Indépendamment des circonstances de la transmission alléguée du 13 janvier 2014, il se déduit aisément que les pièces communiquées dans le cadre de ce courrier, dénuées de toute sincérité, ne sauraient avoir fait courir la prescription quinquennale à l’égard de la demande de la SACEM, et le premier juge ayant à bon droit retenu qu’une telle prescription ne court pas lorsque la créance, même périodique, dépend, comme en l’espèce, d’éléments qui ne sont pas connus du créancier et résulte des déclarations que le débiteur est tenu d’effectuer.
Concernant le bien-fondé de la provision sollicitée par la SACEM, celle-ci fait valoir qu’elle a mandaté la société Intractiv pour le recouvrement des sommes dues et qu’il résulte d’un échange de mails datés du 26 novembre 2014 qu’il a été proposé à M. Y Z, gérant de la SARL JRC, un échéancier de règlement en 24 mois de sa créance, proposition à laquelle celui-ci a donné son accord, même si par la suite il n’a pas validé le protocole d’accord transactionnel soumis à sa signature le 10 décembre 2014.
Il résulte des développements qui précèdent que la SARL JRC n’oppose aucune contestation sérieuse à la demande de provisions de la SACEM, de sorte qu’il convient de confirmer l’ordonnance déférée à la cour en toutes ses dispositions.

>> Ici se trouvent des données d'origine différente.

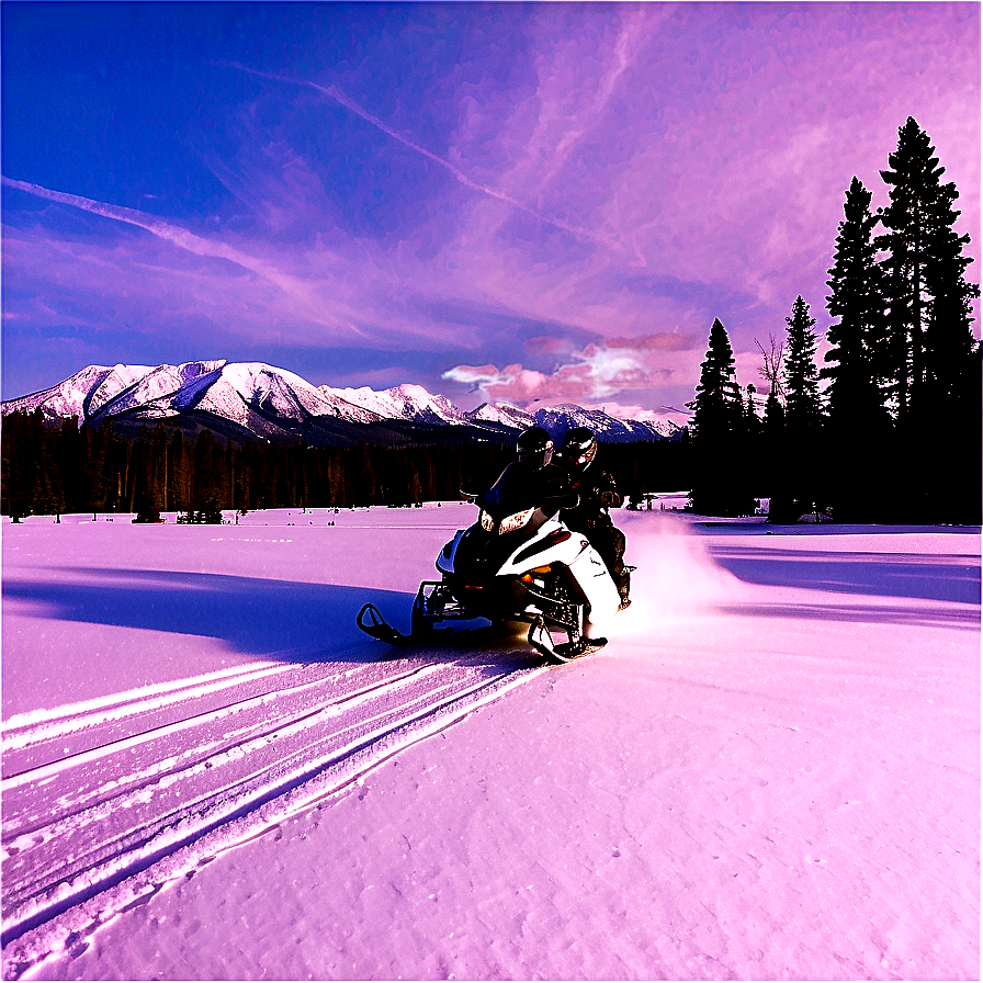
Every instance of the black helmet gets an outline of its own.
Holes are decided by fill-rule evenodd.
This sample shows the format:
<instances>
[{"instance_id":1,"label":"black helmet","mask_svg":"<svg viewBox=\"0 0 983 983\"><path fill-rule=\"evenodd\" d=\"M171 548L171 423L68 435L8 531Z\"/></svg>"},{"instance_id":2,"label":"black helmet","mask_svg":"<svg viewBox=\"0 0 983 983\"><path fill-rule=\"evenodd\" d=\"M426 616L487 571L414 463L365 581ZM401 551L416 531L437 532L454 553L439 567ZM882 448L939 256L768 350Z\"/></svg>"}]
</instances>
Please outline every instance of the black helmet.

Il y a lieu enfin de condamner la SARL JRC au paiement de la somme de 2 000 euros en application de l’article 700 du code de procédure civile.
PAR CES MOTIFS :
La Cour,
Confirme l’ordonnance du 3 juillet 2019 prononcée par le juge des référés du tribunal de grande instance de Marseille ;
Y ajoutant :
Condamne la SARL JRC à payer à la SACEM la somme de 2 000 euros au titre de l’article 700 du Code de procédure civile ;
Condamne la SARL JRC aux dépens d’appel.